There were plenty of interesting little nuggets sprinkled throughout Apple’s iPad extravaganza Wednesday, some of which may have gotten lost in the headlines:
- The iPad is an impressive device to handle. It’s light and fast, with a bright screen and easy functionality. Movies appeared without a stutter and the gaming experience was an obvious asset. The iBook e-reader application had a nice look, but it doesn’t mimic old-fashioned print in the same way that Amazon’s Kindle does.
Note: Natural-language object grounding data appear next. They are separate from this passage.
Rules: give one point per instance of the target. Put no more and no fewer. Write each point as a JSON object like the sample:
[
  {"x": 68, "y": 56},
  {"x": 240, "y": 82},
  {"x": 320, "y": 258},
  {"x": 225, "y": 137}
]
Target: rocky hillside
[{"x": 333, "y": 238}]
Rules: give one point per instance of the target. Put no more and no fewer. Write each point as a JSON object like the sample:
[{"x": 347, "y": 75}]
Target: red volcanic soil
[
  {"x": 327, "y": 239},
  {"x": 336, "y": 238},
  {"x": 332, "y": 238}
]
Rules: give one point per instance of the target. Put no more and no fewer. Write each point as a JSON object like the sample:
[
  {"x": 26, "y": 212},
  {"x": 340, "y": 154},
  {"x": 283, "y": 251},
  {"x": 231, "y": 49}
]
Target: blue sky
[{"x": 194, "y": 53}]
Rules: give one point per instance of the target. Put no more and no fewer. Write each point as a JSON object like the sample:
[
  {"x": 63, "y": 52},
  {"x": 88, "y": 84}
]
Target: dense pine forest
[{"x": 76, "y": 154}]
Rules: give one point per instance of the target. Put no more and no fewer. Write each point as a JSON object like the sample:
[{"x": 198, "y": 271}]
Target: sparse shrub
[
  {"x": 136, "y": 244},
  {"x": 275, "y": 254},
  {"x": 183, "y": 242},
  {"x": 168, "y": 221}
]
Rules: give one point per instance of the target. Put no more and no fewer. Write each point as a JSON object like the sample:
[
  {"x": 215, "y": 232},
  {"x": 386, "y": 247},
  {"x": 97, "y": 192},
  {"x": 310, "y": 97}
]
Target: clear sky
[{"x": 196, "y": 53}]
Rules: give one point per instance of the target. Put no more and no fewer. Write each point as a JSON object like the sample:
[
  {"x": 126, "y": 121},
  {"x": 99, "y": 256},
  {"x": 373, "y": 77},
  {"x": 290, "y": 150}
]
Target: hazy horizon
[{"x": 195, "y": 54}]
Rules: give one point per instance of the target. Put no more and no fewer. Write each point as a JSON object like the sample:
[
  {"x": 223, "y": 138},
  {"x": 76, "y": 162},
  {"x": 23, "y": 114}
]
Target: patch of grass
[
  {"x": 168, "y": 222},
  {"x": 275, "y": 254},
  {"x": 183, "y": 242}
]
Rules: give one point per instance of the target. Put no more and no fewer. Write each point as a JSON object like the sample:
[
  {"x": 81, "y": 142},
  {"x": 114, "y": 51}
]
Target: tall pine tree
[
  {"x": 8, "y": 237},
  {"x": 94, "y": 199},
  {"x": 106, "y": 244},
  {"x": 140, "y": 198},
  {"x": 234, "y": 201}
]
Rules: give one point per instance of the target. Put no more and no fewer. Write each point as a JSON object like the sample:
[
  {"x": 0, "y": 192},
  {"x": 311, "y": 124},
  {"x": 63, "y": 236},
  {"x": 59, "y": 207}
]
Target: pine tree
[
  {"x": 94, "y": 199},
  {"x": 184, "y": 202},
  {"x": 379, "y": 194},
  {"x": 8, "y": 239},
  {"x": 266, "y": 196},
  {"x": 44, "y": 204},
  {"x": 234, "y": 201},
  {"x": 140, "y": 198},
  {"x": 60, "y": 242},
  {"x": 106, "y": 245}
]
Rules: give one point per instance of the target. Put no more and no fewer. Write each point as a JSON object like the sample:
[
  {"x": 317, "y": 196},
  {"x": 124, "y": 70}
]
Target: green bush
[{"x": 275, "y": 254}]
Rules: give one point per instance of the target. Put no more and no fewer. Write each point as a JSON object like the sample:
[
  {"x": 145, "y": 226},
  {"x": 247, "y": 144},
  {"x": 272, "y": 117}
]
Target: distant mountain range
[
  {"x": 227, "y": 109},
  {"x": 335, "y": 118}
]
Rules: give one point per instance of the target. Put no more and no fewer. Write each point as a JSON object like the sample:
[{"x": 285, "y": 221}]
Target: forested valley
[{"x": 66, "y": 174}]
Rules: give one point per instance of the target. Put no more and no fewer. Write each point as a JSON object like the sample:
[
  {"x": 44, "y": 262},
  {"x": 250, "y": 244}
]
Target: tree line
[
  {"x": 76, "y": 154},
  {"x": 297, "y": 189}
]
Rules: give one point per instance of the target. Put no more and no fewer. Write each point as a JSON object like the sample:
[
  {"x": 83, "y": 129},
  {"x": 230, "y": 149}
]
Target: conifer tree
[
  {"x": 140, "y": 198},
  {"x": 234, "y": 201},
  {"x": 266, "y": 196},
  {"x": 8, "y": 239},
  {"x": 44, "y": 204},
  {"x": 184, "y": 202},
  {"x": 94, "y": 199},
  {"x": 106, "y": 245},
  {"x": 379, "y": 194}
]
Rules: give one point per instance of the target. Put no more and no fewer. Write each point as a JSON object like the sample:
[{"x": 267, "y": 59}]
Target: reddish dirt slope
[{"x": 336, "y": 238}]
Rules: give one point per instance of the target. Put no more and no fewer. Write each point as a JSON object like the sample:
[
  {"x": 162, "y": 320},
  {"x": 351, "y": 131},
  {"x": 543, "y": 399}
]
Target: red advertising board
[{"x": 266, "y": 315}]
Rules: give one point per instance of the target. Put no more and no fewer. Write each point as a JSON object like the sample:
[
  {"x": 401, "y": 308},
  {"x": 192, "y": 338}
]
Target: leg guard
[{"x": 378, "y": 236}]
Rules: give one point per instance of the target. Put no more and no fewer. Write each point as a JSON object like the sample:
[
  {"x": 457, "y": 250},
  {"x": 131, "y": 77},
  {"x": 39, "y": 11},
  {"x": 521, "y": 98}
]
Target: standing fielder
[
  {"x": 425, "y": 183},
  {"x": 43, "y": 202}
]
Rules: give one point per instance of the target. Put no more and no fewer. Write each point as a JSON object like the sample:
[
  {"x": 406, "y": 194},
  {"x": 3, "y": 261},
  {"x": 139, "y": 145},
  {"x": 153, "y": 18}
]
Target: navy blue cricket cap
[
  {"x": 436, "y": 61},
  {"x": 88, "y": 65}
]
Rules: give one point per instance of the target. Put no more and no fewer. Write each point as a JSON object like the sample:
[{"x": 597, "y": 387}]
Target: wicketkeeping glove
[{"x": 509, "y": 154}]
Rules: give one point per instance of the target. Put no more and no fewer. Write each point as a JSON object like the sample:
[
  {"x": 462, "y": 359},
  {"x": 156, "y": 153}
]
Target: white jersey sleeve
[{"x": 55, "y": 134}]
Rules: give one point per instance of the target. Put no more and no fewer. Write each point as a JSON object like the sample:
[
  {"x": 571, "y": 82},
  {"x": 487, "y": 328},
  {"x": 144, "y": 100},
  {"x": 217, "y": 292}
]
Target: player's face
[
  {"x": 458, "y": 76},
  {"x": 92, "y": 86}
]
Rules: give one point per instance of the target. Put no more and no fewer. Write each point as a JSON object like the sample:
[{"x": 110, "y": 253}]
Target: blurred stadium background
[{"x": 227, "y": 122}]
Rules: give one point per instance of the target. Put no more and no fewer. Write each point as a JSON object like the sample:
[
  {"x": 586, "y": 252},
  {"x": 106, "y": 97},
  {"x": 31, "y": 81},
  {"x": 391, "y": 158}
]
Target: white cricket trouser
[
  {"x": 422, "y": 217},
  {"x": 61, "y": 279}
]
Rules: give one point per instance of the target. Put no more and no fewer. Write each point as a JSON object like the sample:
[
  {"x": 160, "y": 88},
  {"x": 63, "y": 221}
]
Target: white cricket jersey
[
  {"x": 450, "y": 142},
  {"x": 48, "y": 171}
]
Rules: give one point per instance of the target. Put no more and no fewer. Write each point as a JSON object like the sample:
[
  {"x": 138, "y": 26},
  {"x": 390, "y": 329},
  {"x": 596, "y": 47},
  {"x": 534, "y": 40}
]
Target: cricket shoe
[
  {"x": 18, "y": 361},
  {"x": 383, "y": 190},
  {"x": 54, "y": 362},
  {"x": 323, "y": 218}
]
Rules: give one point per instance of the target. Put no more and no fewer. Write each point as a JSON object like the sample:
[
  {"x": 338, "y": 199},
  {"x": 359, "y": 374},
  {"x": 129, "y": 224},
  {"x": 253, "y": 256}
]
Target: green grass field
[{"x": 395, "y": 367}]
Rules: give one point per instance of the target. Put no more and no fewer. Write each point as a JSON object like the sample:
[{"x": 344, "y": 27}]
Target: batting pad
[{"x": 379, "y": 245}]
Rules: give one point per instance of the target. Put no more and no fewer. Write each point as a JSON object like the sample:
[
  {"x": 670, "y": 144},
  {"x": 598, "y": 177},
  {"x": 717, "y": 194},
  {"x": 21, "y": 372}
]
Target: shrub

- Steve Jobs pointed out that since the iPad runs on a version of the same software that powers the iPhone and iPod touch, many people will be quite comfortable using the new tablet: “Because we shipped over 75 million iPhones and iPod touches, there’s over 75 million people that already know how to use the iPad.”
- Jobs also noted that between the iTunes Store and the App Store — and the forthcoming iBook store — “we have over 125 million accounts with credit cards all enabled for one-click shopping on all these stores.”
- No details on what books will cost on the iBook store. Also nothing on a potential TV subscription service, as had been rumored.
- The iPad has no camera, as many had speculated it might, and doesn’t support Flash.
- Not exactly news, but Jobs is still no fan of netbooks: “The problem is netbooks aren’t better at anything. They’re slow, they have low quality displays and they run clunky old PC software. So they’re not better than a laptop at anything. They’re just cheaper. They’re just cheap laptops.”
- As many had predicted, the iPad features Apple’s own silicon, the A4 chip. Apple acquired a semiconductor company, PA Semi, in 2008.
- Apple just sold its 250 millionth iPod. Safe to say it would be thrilled to see that performance from the iPad.